ÜLKE MENFAATLERİ İÇİN SENİ DESTEKLEYECEK”

MHP ile AK Parti’nin birlikteliğinde Türkiye’de önemli kazanımlara imza atıldığını dile getiren Güvneç, “Bu noktada Cumhurbaşkanımız ciddi bir adım attı, sayın Devlet Bahçeli’yi davet etti ve 50-55 dakikalık bir görüşmeden sonra aklın gereği, ülke menfaatlerinin gereği hemen açıklama yapıldı. Ankara, İstanbul ve İzmir’de MHP ben seçime girmiyorum dedi ve görüşülecek dendi. Umarım ülke menfaatleri için daha da yaygınlaştırılır. Burada her iki partinin yereldeki tabanının meseleyi görüp, feragate hazır olması lazım. Yani x vilayetinde adam diyor ki ben nasıl kendi adayımdan vazgeçerim de diğer partiye oy veririm. Vereceksin, çünkü diğer bir ilde de o parti ülke menfaatleri için seni destekleyecek. Burada belki uzlaşılan illerdeki adaş profili üzerinde de konuşulabilir. Burada önemli olan neden buna gerek duyulduğunu görmek. Yani bu şehirlerimiz en hassas şehirlerimizi, en güzel şehirlerimizi, yığınla sorunu olan şehirlerimizi emin eller yönetsin istiyoruz. Biz istiyoruz ki bu şehirlerimizin beş yılı garanti olsun. Bu beş yıllık süre içerisinde rasyonel bir yönetim sergilensin, şehre sahip çıkılsın. Bunun için de bu iki partinin anlaşması, uzlaşması lazım. Bakın ittifaktan bir Türkiye kazandı. Nasıl kazandı, birinci turda Cumhurbaşkanlığı seçimini bitirdik, Türkiye rahatladı. İkinci tura kalsa toplum gerilecekti, daha farklı senaryolar uygulayacaktı belirli güçler. Ama birlikte oldun seçtin. MHP, meclis grubunda temsil ediliyor ve ciddi bir oy aldı, biz hem Cumhurbaşkanımızı birinci turda seçmiş olduk, hem de ciddi bir oy çoğunluğumuz var birlikte. Biz bu mecliste MHP ile şuan da çoğunluktayız, Meclis Başkanı bizdendir, Cumhurbaşkanımızı biz seçmişiz.
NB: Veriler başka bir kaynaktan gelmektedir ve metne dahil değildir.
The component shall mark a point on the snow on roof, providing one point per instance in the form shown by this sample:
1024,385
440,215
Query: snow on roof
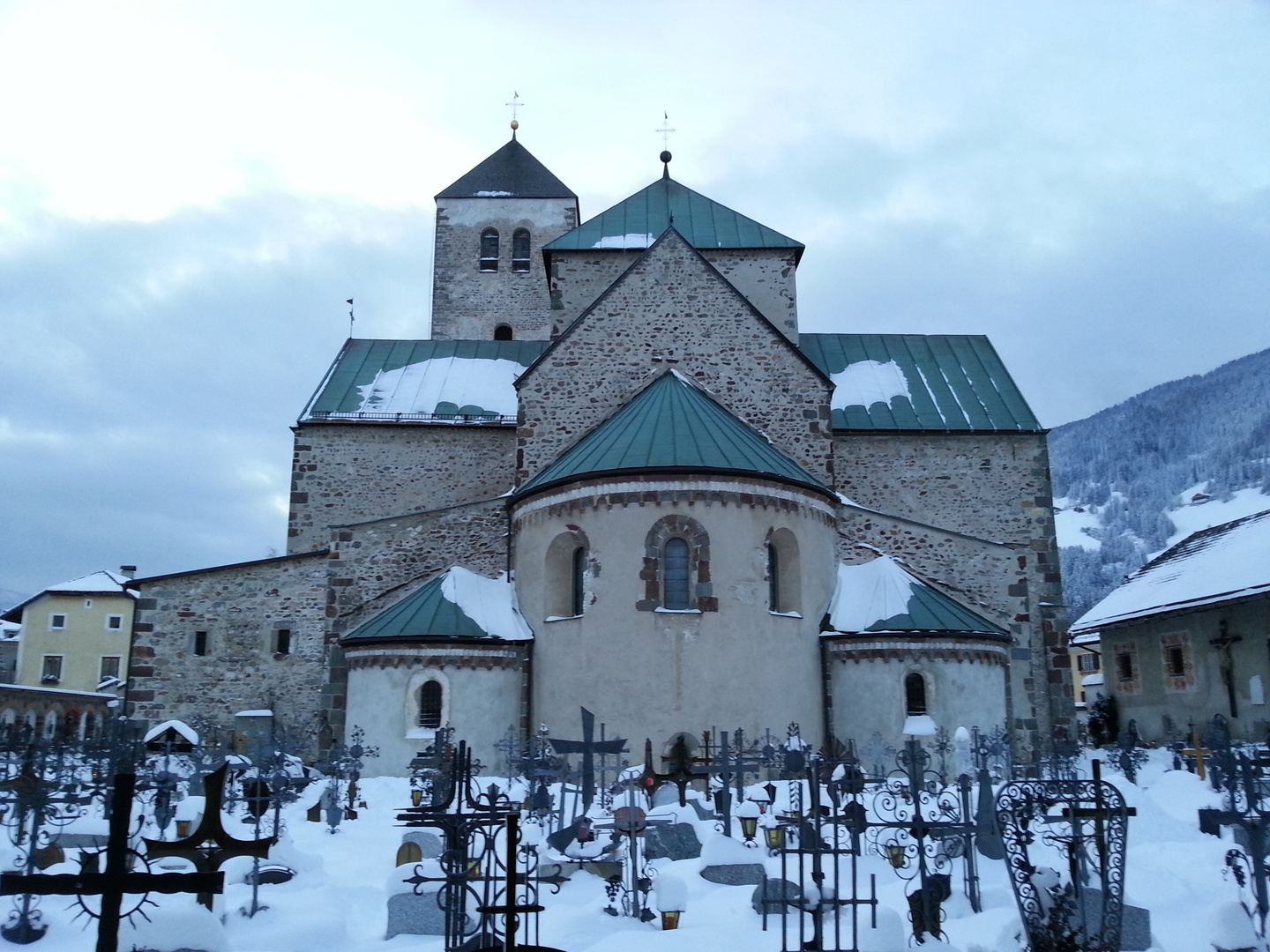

Bunlar bir ülke için çok önemli kazanımlar” dedi.

DİRAYETLE, HALKIN DESTEĞİYLE BİZ BUNLARI YENDİK”

HDP, CHP ve İYİ Parti’nin yerel seçimler için ittifak görüşmelerini de değerlendiren Güvenç, sözlerini şu şekilde tamamladı, “Bakın 13 Ağustos’ta bir ekonomik darbe yedik, tarih bunu yazacak. Gece 7,40’da doları tuttuk ama o günden bu güne piyasalar sancılı. Acaba direksiyonda güçlü bir hükümet olmasaydı, gece yarısı dış kaynaklı operasyonlara müdahale etmeseydik ertesi gün dolar 10 TL ile uyansaydı, üç-beş banka batsaydı nasıl olurdu. 2001’de bu ülkenin neler yaşadığını, bin anda 15-20 bankanın nasıl battığını yaşadık. Türkiye’de insanlar bazı şeyleri çabuk unutuyor ve aşırı bir özgüven var. Dolar 7,40’ı gördü, 10 TL’ye çıksaydı, müdahale edilmeseydi, kaya gibi durulmasaydı acaba ne olurdu? 10 yıldır Ak Parti’ye karşı her türlü illegal metot denendi, bir tanesi de ekonomik saldırıydı. Ekonomik saldırılarda Recep Tayyip Erdoğan’ı gönderme senaryoları 10 yıldır var, ben bunu herkesten dinledim. Ama hamdolsun dirayetle, halkın desteğiyle biz bunları yendik. Bunu milletin görmesi, anlaması lazım. Cebinde başka ülkenin pasaportu olmayanlara sesleniyorum, gidecek bir yerimiz yok bizim. Bu ülkede istikrar lazım, bu ülkenin güçlü hükümetlerle en az 10 yıl daha yönetilmesi lazım, milli gelirimizin 20 bin dolara çıkması lazım. 20 bin dolara koalisyon hükümetleriyle mi çıkacağız? HDP’nin, CHP’nin, İYİ Parti’nin bir araya gelerek yapacağı atraksiyonlarla mı bizim üretimimiz artacak. Buna inanmak mümkün mü, bunun yolu güçlü hükümetten geçer. Halka dayanan hükümetten geçer. Bunun için MHP ve AK Parti tabanı meselelere sağ duyuyla yaklaşacak hatta CHP ve İYİ Parti tabanına da ben sesleniyorum Türkiye’nin 31 Mart seçimlerini atlatıp dört yıl seçim lafını ağzına almaması lazım.”